Contrôles et sanctions :

Le contrôle de l’application de la réglementation « zéro déforestation » sera confié aux autorités douanières des États membres, qui agiront de concert avec les autorités compétentes pour connaitre de l’état du risque de déforestation (inspecteurs rattachés au Ministère de la Transition écologique et de la cohésion des territoires et au Ministère de l’Agriculture et de la souveraineté alimentaire).

Le non-respect du règlement RBUE est actuellement constitutif d’un délit de droit commun puni de deux ans d’emprisonnement et de 100 000 € d’amende (article 76 de la loi n°2014-1177 du 13 octobre 2014), mais aussi d’un délit douanier d’importation/ d’exportation de marchandises prohibées passible d’un emprisonnement de cinq ans et d’une peine d’amende (articles 414 et 414-2 du code des douanes).

Ces sanctions vont certainement évoluer car le règlement appelle les États membres à les durcir davantage. Ainsi, pour une personne morale, le montant maximal de l’amende devra être porté à 4 % de son chiffre d’affaires annuel européen, et être majoré, si nécessaire, pour anéantir l’avantage économique retiré de l’infraction.

 

Calendrier d’entrée en vigueur :

Le règlement 2023/1115 entrera en vigueur le 30 décembre 2024 (29 juin 2025 pour les PME) et s’appliquera aux produits fabriqués à partir du 29 juin 2023. Ceci laisse aux opérateurs encore en tout petit peu de temps pour s’organiser en s’équipant d’un système de gestion de la traçabilité de leurs produits/matières premières et en modifiant, si besoin, leurs canaux d’approvisionnement.

 

 

(1) Si l’importateur au sens douanier du terme n’est pas établis dans l’UE, la responsabilité de mise en place du « système de diligence raisonnée » et de dépôt de la « déclaration de diligence raisonnée » incombera à la première personne physique ou morale établie dans l’UE qui mettra ces produits à disposition sur le marché européen.
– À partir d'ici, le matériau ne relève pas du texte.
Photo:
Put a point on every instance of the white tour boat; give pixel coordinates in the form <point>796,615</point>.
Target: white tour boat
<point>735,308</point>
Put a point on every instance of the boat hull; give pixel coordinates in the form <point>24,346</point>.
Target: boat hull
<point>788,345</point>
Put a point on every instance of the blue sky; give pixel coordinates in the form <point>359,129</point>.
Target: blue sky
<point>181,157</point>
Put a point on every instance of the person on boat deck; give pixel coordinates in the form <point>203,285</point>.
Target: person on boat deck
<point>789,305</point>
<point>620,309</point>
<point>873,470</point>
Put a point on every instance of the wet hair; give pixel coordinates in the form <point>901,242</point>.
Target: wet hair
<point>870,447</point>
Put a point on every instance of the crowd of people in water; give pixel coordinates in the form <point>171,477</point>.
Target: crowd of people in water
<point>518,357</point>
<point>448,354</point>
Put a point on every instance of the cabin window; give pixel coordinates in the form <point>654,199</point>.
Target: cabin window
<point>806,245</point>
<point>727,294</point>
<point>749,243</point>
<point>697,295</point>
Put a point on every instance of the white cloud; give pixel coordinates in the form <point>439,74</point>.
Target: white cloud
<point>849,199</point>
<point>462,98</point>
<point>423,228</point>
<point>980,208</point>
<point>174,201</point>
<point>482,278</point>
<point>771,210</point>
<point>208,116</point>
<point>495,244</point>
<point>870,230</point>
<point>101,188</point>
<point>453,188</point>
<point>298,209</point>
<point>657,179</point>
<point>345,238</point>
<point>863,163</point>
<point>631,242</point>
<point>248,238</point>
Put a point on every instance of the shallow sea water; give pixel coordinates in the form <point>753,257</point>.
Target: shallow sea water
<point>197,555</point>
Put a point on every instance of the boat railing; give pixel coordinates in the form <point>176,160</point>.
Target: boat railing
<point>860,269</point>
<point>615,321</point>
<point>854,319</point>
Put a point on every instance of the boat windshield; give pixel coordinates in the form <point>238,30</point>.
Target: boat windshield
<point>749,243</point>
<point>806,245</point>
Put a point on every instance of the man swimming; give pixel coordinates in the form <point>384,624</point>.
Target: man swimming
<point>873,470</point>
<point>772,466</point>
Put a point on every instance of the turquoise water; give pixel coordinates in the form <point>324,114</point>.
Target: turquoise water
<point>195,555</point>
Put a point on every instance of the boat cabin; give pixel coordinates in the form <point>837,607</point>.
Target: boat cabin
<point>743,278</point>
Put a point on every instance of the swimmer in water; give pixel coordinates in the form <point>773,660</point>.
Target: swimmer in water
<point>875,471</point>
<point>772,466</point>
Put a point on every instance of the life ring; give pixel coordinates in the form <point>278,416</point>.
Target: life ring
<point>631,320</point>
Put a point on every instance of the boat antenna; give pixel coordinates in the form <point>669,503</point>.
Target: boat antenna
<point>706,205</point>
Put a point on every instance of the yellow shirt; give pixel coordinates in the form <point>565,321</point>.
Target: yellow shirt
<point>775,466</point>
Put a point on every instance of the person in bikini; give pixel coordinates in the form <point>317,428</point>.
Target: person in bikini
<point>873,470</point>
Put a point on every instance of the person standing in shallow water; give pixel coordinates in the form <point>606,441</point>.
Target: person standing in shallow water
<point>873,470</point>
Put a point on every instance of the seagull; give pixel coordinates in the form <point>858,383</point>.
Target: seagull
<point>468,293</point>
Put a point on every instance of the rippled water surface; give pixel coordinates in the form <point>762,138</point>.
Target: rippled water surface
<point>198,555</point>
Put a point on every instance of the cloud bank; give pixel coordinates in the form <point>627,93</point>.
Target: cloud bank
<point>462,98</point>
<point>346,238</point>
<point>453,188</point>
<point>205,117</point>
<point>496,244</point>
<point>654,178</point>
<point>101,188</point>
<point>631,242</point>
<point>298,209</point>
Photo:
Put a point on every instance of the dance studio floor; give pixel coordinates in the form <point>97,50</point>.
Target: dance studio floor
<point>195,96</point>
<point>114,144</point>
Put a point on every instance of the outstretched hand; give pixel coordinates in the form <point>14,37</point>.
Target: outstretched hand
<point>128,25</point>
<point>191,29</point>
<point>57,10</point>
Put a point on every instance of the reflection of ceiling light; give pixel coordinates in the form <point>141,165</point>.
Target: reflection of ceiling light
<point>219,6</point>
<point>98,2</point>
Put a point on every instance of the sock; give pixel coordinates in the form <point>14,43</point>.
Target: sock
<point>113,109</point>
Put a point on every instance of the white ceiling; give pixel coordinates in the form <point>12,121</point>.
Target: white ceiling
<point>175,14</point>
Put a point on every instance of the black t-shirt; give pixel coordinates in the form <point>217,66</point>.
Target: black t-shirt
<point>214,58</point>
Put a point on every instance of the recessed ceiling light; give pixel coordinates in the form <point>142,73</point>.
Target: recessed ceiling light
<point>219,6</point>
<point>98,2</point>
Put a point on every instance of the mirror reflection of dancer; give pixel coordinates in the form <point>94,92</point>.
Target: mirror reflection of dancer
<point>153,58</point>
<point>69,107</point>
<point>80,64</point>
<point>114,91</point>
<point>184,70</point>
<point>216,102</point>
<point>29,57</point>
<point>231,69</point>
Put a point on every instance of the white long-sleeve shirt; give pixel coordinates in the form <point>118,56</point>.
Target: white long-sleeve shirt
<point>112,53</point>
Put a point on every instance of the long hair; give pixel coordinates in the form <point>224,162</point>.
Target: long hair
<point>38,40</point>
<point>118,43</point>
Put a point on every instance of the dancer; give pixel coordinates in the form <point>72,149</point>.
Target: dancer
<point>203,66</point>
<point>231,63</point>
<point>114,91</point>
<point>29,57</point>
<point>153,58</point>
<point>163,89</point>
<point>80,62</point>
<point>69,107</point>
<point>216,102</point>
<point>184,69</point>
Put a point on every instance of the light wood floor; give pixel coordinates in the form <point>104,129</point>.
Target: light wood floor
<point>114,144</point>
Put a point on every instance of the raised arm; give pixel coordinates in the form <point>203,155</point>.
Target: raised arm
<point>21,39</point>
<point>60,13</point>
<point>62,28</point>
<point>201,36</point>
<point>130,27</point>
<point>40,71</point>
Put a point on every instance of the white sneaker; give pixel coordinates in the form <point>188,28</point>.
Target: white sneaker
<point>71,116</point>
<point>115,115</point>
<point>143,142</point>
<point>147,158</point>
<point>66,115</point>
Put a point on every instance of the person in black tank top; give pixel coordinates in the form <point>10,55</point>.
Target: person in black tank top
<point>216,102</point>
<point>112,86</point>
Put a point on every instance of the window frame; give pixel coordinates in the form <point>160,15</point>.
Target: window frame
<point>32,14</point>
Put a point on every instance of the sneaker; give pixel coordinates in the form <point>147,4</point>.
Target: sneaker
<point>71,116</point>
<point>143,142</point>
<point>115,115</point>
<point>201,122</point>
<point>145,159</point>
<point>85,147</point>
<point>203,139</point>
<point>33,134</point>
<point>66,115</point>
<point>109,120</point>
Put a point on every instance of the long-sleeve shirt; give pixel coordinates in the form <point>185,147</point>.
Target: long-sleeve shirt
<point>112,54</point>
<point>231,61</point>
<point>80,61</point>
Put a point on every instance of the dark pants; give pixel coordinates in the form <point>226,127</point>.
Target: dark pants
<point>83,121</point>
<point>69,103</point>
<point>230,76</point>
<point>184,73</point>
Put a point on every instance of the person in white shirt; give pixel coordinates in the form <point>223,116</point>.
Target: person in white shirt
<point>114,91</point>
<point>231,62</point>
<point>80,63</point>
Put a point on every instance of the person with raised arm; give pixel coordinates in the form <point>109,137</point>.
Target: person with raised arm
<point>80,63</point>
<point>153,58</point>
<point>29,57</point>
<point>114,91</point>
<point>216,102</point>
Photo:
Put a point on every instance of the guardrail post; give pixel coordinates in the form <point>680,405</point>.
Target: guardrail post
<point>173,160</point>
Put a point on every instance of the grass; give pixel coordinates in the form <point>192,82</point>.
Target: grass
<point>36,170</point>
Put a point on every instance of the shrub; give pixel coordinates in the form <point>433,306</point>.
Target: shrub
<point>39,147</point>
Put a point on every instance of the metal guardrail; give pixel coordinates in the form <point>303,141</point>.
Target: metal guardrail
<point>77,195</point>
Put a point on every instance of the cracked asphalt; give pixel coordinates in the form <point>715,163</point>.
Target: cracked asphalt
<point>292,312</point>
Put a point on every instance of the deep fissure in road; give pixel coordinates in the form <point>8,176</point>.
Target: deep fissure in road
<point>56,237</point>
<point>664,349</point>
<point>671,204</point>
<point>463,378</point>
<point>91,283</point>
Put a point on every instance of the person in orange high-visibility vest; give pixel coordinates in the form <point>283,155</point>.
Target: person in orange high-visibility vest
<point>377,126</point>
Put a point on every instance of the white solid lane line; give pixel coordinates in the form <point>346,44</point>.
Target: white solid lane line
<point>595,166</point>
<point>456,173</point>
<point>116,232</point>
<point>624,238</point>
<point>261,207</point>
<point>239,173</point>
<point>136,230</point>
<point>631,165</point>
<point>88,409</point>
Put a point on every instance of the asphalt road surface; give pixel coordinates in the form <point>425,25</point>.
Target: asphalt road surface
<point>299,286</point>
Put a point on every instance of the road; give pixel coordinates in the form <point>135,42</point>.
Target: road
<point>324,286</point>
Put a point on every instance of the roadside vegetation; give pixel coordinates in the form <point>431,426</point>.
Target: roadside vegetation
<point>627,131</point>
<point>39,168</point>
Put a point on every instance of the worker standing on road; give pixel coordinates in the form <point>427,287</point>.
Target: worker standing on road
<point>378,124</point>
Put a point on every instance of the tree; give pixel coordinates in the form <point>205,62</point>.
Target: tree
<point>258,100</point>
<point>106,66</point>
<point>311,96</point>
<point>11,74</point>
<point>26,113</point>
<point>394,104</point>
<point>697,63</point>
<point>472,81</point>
(2) L’évaluation des risques devra être documentée et réexaminée au moins une fois par an, ainsi qu’à chaque fois que sera découverte une circonstance susceptible d’influencer le résultat de l’évaluation effectuée. Les données d’analyse seront à conserver pendant cinq ans. Un rapport annuel résumant les diligences déployées sera également à mettre en ligne.

(3) Y compris toute distribution gratuite, du moment où elle intervient dans le cadre d’une activité commerciale.